According to the mall's former owners, the Mills Corporation, it is the largest one-level shopping mall in Western North America (there are larger malls, but they have two or more levels). In addition, it is California's largest outlet and value retail shopping destination.
Like other Mills malls, Ontario Mills is divided into neighborhoods. This mall has the most out of the Mills malls with ten. When shoppers enter at a mall's main entrances at neighborhoods 1,3, 5, 6, 8 & 10, the automatic doors continuously play audio reminders of which entrance one used (in both English and Spanish). The use of this audio service has been rare in recent times. The light poles in the parking lots are decorated with large "Where Did You Park?" signs.
Some of the mall's major tenants include H&M, Hot Topic, a Nike store, a Nordstrom Rack, a 30-screen AMC movie theatre (technically a megaplex), dining and entertainment venue, Dave & Buster's and a GameWorks video arcade.
Ontario Mills is home to many designer-label outlet stores, including Ann Taylor, J.Crew Factory Store, Ralph Lauren, Hugo Boss, Tommy Hilfiger, Calvin Klein, Bostonian/Clark and Guess?. Saks 5th Avenue has an outlet store, as do Abercrombie & Fitch, Hollister Co., Kenneth Cole, Levi's and Dockers (one of only three locations in California), and Coach Factory Store. The china and silverware store, Mikasa, has been phased out with the relocation of GAP Outlet. A Banana Republic Outlet has taken over the old GAP Outlet's space.
The mall also has a large food court, with about 1,000 seats, and all the usual food court tenants like Panda Express, Burger King, and Sbarro. Restaurants outside the food court include Rainforest Cafe and Market Broiler.
Ontario Mills was formerly home to a Vans Skate Park, which in early 2005 was closed and converted into Steve & Barry's. Sports Authority closed its 50,111 sq ft (4,655 m2) store in 2004 when the company merged with Gart Sports. The well-known Wolfgang Puck Cafe was taken down in early 2005 to be replaced by the Ralph Lauren Factory Store.
In 2009, Steve & Barry's and Virgin Megastore were closed due to their chains' liquidations.

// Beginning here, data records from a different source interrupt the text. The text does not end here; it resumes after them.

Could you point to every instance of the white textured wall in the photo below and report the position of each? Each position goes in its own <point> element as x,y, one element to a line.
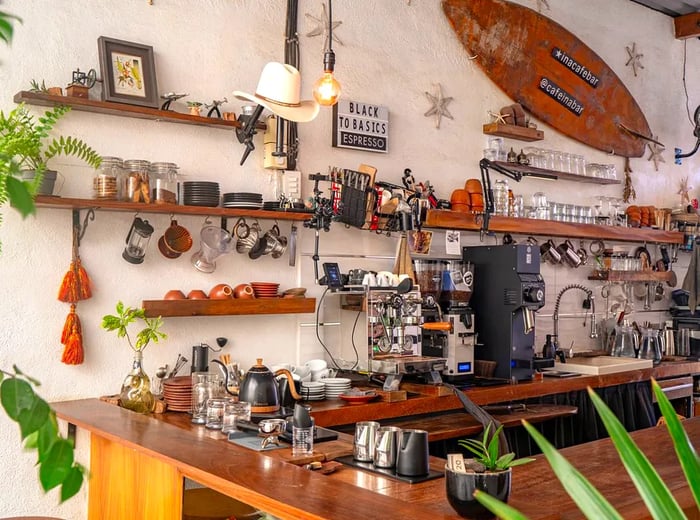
<point>392,53</point>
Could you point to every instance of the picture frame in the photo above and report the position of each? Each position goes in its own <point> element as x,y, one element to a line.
<point>128,72</point>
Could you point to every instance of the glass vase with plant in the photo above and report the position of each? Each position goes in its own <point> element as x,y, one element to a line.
<point>136,390</point>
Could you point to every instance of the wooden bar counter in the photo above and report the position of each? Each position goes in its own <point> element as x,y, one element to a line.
<point>138,463</point>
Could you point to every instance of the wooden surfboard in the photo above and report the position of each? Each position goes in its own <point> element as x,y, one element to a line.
<point>553,74</point>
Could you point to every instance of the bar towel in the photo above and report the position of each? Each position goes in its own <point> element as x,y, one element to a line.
<point>691,282</point>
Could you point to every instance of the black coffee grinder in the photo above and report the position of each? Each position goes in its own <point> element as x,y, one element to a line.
<point>508,289</point>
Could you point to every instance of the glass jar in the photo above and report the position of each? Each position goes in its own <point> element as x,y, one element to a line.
<point>136,181</point>
<point>108,179</point>
<point>163,180</point>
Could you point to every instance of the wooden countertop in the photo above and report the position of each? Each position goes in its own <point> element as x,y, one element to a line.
<point>336,413</point>
<point>267,482</point>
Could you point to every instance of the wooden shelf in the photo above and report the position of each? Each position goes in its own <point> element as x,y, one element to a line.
<point>232,307</point>
<point>632,276</point>
<point>115,205</point>
<point>531,171</point>
<point>445,219</point>
<point>124,110</point>
<point>520,133</point>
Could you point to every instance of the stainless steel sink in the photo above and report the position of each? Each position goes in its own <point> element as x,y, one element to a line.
<point>602,365</point>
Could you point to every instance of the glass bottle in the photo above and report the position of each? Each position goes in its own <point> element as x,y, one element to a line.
<point>163,180</point>
<point>108,179</point>
<point>136,181</point>
<point>136,390</point>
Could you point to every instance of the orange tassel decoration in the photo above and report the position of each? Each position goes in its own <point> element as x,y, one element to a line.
<point>71,321</point>
<point>73,353</point>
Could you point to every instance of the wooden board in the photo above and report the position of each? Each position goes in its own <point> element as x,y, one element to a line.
<point>548,70</point>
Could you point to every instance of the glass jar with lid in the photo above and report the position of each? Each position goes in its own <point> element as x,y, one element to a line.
<point>108,179</point>
<point>136,181</point>
<point>163,179</point>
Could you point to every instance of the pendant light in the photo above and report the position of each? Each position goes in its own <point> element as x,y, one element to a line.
<point>327,89</point>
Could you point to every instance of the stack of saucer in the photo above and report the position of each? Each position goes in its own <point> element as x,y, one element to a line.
<point>312,391</point>
<point>200,193</point>
<point>243,200</point>
<point>334,386</point>
<point>177,392</point>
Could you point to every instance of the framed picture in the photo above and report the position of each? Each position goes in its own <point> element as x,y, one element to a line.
<point>128,72</point>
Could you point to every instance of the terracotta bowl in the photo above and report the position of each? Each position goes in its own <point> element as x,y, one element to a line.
<point>197,294</point>
<point>243,290</point>
<point>221,291</point>
<point>175,294</point>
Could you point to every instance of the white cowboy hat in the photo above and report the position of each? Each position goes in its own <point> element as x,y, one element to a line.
<point>279,90</point>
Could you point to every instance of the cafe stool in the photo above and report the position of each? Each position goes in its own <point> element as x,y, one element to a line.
<point>207,504</point>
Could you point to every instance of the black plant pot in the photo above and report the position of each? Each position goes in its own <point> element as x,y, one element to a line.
<point>461,486</point>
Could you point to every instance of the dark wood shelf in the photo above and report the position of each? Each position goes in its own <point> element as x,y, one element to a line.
<point>520,133</point>
<point>445,219</point>
<point>115,205</point>
<point>531,171</point>
<point>231,307</point>
<point>632,276</point>
<point>124,110</point>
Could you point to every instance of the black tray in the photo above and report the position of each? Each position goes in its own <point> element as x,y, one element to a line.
<point>389,472</point>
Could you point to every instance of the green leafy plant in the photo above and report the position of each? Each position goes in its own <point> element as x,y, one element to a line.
<point>654,492</point>
<point>39,430</point>
<point>126,316</point>
<point>486,452</point>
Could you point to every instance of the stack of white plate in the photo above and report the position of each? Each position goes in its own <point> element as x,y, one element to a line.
<point>312,391</point>
<point>335,386</point>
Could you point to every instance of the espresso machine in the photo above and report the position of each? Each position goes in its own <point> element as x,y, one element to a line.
<point>448,322</point>
<point>508,289</point>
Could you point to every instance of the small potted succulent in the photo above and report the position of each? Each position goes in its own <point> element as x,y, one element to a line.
<point>136,392</point>
<point>488,471</point>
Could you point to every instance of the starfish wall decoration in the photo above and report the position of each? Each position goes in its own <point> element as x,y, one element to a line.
<point>322,26</point>
<point>439,108</point>
<point>655,153</point>
<point>634,58</point>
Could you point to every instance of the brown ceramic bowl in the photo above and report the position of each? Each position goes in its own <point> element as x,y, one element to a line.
<point>243,290</point>
<point>221,291</point>
<point>175,294</point>
<point>197,294</point>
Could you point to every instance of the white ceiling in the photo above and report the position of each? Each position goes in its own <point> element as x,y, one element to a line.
<point>672,7</point>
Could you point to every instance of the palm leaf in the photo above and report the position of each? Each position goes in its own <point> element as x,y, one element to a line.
<point>588,499</point>
<point>652,489</point>
<point>684,449</point>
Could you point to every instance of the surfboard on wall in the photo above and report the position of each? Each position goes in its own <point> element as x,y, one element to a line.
<point>553,74</point>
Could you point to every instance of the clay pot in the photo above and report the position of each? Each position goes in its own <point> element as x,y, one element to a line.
<point>197,294</point>
<point>175,294</point>
<point>243,290</point>
<point>221,291</point>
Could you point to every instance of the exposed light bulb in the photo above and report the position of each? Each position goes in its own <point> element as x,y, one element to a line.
<point>326,89</point>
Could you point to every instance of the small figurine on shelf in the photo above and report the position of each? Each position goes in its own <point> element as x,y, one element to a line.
<point>195,107</point>
<point>214,108</point>
<point>169,98</point>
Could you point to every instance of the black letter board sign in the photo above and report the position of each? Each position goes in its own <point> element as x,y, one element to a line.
<point>360,126</point>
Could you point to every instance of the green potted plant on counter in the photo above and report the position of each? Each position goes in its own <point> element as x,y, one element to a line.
<point>654,492</point>
<point>136,390</point>
<point>489,471</point>
<point>25,139</point>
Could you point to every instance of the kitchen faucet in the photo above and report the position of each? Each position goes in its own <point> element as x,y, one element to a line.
<point>589,303</point>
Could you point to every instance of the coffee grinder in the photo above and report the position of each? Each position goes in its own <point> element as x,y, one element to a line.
<point>448,325</point>
<point>508,289</point>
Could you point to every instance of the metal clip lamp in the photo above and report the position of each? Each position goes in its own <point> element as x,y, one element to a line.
<point>696,133</point>
<point>327,89</point>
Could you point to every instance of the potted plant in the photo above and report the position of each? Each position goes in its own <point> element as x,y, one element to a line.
<point>25,140</point>
<point>489,471</point>
<point>136,390</point>
<point>655,493</point>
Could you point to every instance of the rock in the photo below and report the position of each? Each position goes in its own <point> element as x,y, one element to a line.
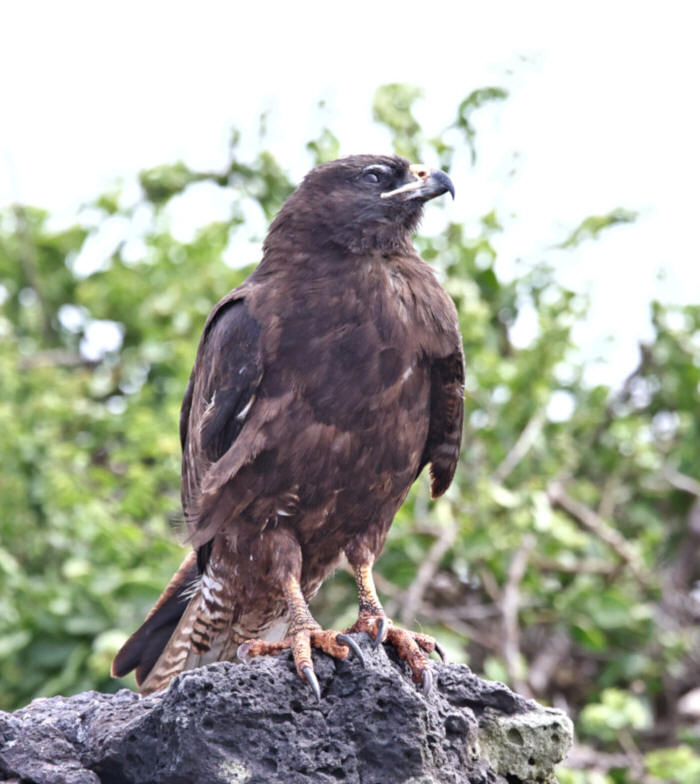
<point>260,724</point>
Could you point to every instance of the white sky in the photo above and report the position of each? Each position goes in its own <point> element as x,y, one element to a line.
<point>603,113</point>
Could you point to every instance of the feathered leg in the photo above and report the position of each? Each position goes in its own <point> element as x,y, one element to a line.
<point>373,620</point>
<point>304,634</point>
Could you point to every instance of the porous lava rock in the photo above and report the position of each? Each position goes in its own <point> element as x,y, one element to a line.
<point>259,723</point>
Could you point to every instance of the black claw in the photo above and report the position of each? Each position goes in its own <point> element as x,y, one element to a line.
<point>312,680</point>
<point>381,631</point>
<point>343,639</point>
<point>427,680</point>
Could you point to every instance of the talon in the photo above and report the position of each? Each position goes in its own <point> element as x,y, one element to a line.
<point>312,680</point>
<point>427,681</point>
<point>381,631</point>
<point>343,639</point>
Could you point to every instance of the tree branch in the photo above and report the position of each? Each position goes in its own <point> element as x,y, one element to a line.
<point>593,522</point>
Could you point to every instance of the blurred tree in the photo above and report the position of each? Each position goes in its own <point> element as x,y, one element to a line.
<point>564,559</point>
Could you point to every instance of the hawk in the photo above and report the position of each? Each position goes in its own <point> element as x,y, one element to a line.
<point>321,388</point>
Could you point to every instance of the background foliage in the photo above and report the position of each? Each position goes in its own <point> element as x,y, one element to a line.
<point>564,559</point>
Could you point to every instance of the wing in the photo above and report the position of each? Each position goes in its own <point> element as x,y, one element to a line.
<point>446,418</point>
<point>218,400</point>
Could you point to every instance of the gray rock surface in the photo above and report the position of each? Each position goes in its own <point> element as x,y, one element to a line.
<point>260,724</point>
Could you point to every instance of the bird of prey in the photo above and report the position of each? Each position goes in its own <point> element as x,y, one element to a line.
<point>321,388</point>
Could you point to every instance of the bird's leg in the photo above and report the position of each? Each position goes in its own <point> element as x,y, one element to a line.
<point>373,620</point>
<point>304,634</point>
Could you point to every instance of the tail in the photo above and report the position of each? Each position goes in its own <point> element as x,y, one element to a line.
<point>146,645</point>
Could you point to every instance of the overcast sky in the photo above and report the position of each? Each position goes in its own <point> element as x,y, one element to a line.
<point>602,114</point>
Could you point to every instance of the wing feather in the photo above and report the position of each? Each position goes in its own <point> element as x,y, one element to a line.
<point>446,419</point>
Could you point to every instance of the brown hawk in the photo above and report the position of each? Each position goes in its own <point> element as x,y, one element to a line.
<point>321,388</point>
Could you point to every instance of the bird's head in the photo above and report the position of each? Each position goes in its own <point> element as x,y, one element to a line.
<point>360,203</point>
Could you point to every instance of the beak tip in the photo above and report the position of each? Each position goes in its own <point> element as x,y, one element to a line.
<point>444,182</point>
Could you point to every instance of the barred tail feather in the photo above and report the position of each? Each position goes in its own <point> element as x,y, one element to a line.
<point>142,649</point>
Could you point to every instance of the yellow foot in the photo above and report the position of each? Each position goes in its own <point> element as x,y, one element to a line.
<point>301,642</point>
<point>409,645</point>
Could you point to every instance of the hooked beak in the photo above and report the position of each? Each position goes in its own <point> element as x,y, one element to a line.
<point>427,184</point>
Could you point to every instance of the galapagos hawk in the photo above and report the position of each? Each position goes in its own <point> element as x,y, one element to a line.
<point>321,388</point>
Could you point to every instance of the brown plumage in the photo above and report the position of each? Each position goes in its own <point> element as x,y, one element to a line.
<point>321,388</point>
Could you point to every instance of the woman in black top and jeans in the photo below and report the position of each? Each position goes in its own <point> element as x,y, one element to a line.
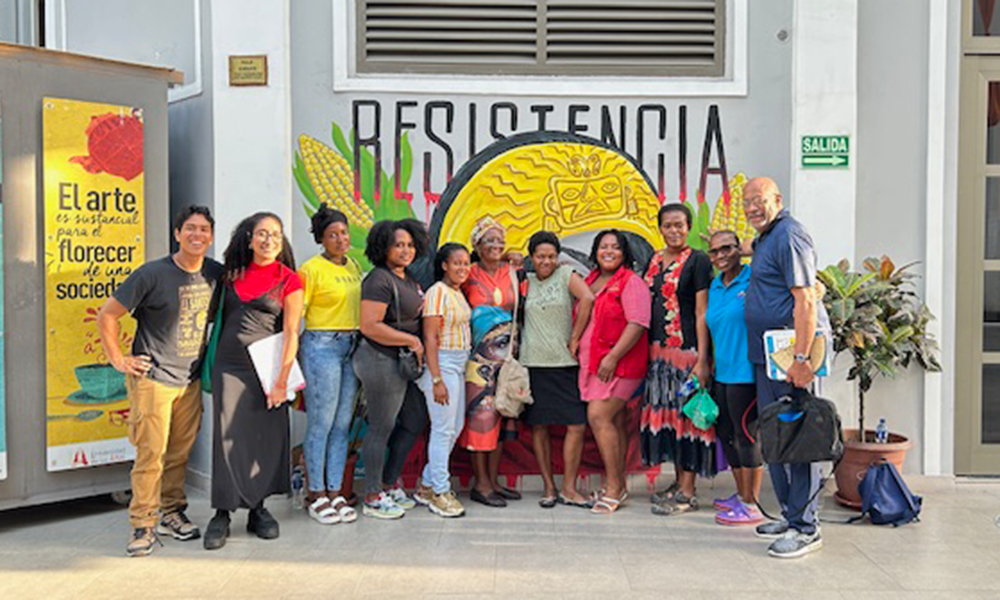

On January 24, 2011, JCPenney announced it will shut down all 19 of its outlets by June 1, including Ontario Mills location. As of July 3, 2013, the JC Penney's outlet is still open at Ontario Mills.
In late 2011, most of the tenants in the food court had closed, leading some to believe that Simon was closing the food court. It was later found out that a renovation of the food court had been planned, in which the Mills would welcome new tenants. In mid to late 2012, renovations were completed and the new food court was unveiled.
Effect on surrounding area
Like some premium outlet centers, Ontario Mills was built in an area that had ample land available. The development of the mall has since contributed to the further urbanization of the Eastern Ontario area.